We actually get our mail in two locations. One box is outside our home while the other is inside the local post office. Late morning I retrieved what turned out to be an uninvited catalog and junk mail from our outside mailbox, using the smaller of two mailbox keys I keep in my car on a little keychain. Tossing the useless items on the car seat, I was once again annoyed that trees are so thoughtlessly wasted on endless streams of unsolicited and unappreciated advertising material.
Still in a funk, as soon as I got to the post office I bunched up the offending paper and threw it into the big blue bin inside, then went to get our important mail –only to discover I had left the key in the car. When I got back to my car I decided to head on over the hill and get my mail later. It was a beautiful, crisp fall day and I was on my way to see my kids and celebrate my daughter-in-law’s birthday –another fun, family event!
When I pulled in front of the post office later that night I was full of joy and satisfying thoughts. My youngest granddaughter had ridden back with me from the restaurant to my son’s house and we had made a date for next year, just the two of us in her thirteenth summer. We’d dress up, put the top down on my car and let the wind muss our hair as we drove someplace special to eat. We giggled as we planned, delighted with the possibilities. I was still smiling as I turned off the engine and reached for my keychain.
It wasn’t there. I looked in my purse and checked my jacket pockets. Too dark to do a thorough search on the floorboard, I decided to wait until morning to find it. But morning came and though I hunted for it diligently several times over, no keychain was to be found. Not wanting to admit it, I knew just where it might be…

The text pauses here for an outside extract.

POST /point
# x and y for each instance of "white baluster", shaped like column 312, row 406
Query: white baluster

Back at the post office to search in the big blue bin, my feelings sank. It was almost full, dreadfully full of discarded mail, catalogs, magazines, newspapers, and flyers with grinning politicians. As I made a pitiful attempt to dig down a few layers I knew it was hopeless. If the key chain was there it might well have slipped to the bottom of the bin.
Monday morning I called the post office to explain my dilemma and ask if there was any way I could go through the bin before it was picked up. The woman I spoke to was sympathetic, but told me an outside company was responsible for the bin so there was no way I could accomplish such a search. After a pause she offered that she would drag the bin to the back of the post office and go through it for me.
Shocked that she would offer to do this, I explained that the keychain was very pretty with a little round crystal decorating the top so should be easily visible. However, someone might have seen it, taken it and thrown the keys away, making them harder to find. She said she’d look anyway and call me one way or the other. A few hours later she called to tell me she had emptied the bin and gone through it twice but had found nothing.
Though she did not find the key, she reminded me of something far more valuable.
Life for me these days oftentimes feels uncomfortably out-of-balance. Too much money spent on elections while children are going without health care or even a good education. Young Americans dying with bravery in a war that cannot be won. Afghan women setting themselves on fire to escape domestic abuse because their options are tragically limited. Virtue and peace seem buried under piles of unbidden, unwelcomed misconduct, blatant disregard for others or worse still, apathy.
I believe unrehearsed civility, such as shown by this post office employee, permeates our world much like refracted sunlight. Because of earth’s atmosphere, some sunlight reaches the ground even when the sun is below the horizon. Called the blue hour, or twilight, it’s kind of like stealing time away from darkness.
I, for one, choose to cultivate the kind of atmosphere that is conducive to such thievery!